By Caroline Steel, former Head of Conservation at Lincolnshire Wildlife Trust.
We are so fortunate to have West Common on which to exercise and there’s plenty to look out for and listen to at the moment, while keeping our distance from people.
Skylarks are singing! They are selecting territories and will soon be building nests. Eggs aren’t usually laid until May when there’s a bit more cover but now is an important time. They won’t try to nest in areas crossed frequently by people and dogs but they are definitely prospecting between the pond and the playing field as well as further away from the busiest parts of the common. If everyone sticks to the main paths and keeps their dogs under close control, we should be seeing a new generation of skylarks in a couple of months’ time.

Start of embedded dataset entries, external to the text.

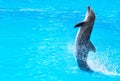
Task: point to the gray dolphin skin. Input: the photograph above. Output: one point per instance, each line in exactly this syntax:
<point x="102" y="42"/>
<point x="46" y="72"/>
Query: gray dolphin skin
<point x="82" y="43"/>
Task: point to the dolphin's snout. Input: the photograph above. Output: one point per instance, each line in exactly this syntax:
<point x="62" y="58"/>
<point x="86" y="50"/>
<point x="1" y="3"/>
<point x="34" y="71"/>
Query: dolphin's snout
<point x="88" y="8"/>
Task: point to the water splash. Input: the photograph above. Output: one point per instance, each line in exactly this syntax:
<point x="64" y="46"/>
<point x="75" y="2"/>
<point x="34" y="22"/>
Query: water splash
<point x="103" y="66"/>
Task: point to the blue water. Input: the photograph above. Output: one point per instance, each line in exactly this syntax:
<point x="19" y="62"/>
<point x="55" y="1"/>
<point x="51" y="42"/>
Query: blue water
<point x="37" y="40"/>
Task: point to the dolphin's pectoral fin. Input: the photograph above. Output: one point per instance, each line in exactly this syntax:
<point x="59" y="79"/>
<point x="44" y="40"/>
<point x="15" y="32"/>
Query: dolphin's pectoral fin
<point x="91" y="47"/>
<point x="79" y="24"/>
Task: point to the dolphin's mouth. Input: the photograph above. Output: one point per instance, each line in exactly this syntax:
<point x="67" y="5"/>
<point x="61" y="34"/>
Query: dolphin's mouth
<point x="88" y="8"/>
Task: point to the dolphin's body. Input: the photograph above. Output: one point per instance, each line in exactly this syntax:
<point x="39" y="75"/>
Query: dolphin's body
<point x="82" y="43"/>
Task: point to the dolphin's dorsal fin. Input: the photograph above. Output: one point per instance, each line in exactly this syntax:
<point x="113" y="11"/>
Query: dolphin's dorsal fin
<point x="91" y="47"/>
<point x="79" y="24"/>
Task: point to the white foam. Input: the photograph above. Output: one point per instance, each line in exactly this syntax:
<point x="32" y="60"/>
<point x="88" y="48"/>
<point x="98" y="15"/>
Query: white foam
<point x="103" y="67"/>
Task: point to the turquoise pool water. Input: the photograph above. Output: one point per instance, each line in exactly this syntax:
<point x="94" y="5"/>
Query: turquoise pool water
<point x="37" y="40"/>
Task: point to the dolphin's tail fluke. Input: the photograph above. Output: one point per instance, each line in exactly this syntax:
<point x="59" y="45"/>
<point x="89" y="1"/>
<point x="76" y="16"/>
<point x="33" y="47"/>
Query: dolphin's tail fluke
<point x="83" y="65"/>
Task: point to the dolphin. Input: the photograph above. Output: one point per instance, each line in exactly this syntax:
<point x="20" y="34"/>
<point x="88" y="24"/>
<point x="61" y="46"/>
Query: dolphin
<point x="82" y="43"/>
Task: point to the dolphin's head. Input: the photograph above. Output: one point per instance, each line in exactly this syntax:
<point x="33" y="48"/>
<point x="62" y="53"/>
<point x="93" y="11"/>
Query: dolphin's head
<point x="90" y="14"/>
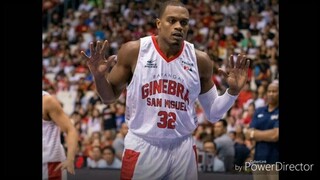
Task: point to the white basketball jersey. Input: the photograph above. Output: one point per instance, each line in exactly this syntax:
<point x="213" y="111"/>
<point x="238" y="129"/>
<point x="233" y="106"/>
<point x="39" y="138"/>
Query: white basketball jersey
<point x="52" y="149"/>
<point x="162" y="92"/>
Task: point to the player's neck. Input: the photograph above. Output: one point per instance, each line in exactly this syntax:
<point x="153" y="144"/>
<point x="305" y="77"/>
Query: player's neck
<point x="169" y="50"/>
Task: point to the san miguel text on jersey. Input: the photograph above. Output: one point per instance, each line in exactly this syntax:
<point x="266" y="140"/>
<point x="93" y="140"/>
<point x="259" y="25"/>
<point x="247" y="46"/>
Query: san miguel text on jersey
<point x="165" y="86"/>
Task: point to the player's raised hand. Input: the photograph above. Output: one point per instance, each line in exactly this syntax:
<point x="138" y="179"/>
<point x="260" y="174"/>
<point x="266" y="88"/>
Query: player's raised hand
<point x="97" y="62"/>
<point x="237" y="73"/>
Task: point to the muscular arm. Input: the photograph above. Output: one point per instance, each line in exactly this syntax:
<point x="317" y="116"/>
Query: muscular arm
<point x="215" y="106"/>
<point x="111" y="86"/>
<point x="55" y="112"/>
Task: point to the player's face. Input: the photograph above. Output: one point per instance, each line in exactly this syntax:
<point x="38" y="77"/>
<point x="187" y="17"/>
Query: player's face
<point x="174" y="24"/>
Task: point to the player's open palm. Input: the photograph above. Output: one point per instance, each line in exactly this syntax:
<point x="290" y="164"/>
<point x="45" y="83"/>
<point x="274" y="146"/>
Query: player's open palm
<point x="237" y="72"/>
<point x="69" y="165"/>
<point x="97" y="62"/>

I haven’t yet seen a house martin, swallow or swift. House martins and swallows have been seen in Lincolnshire already, arriving early from Africa. It would be interesting to know just when they arrive here.
Meanwhile, it’s astonishing to see how many large birds are using the common. I frequently see herons, hovering kestrels and soaring buzzards: the other day there were four buzzards wheeling over the common. Where do they nest? Will the pair of mallard on the pond stay to nest?
There aren’t many flowers out yet, but the wild cherries near the pond are looking lovely. A flower to look out for now is the cuckoo flower or lady’s smock, the food plant of orange tip butterflies: I’ve seen them in my garden, but not yet on the common. Other butterflies to look out for are the comma, peacock, small tortoiseshell and brimstone.
If anyone’s looking for something to do at home then there are two things you can maybe do related to local birds.
- LLRA Bird Survey: Help track birds in and around the Long Leys area by reporting sightings using the Bird-Survey system. This has been developed as part of the 2021-2040 Long Leys Neighbourhood Plan activity.
- See http://long-leys.org/reported-bird-sightings-in-long-leys/ to explore sightings in different areas of Long Leys. See if you can spot the 33 species of birds already reported on West Common.
- See: http://long-leys.org/bird-survey-background/ for details on how to use Bird-Survey to report your own sightings and help complete the picture.
- BTO Garden Watch: If you are fortunate enough to have a garden, the British Trust for Ornithology (BTO) is running a Garden Bird Watch. It’s surprising what you can see when you spend more time looking.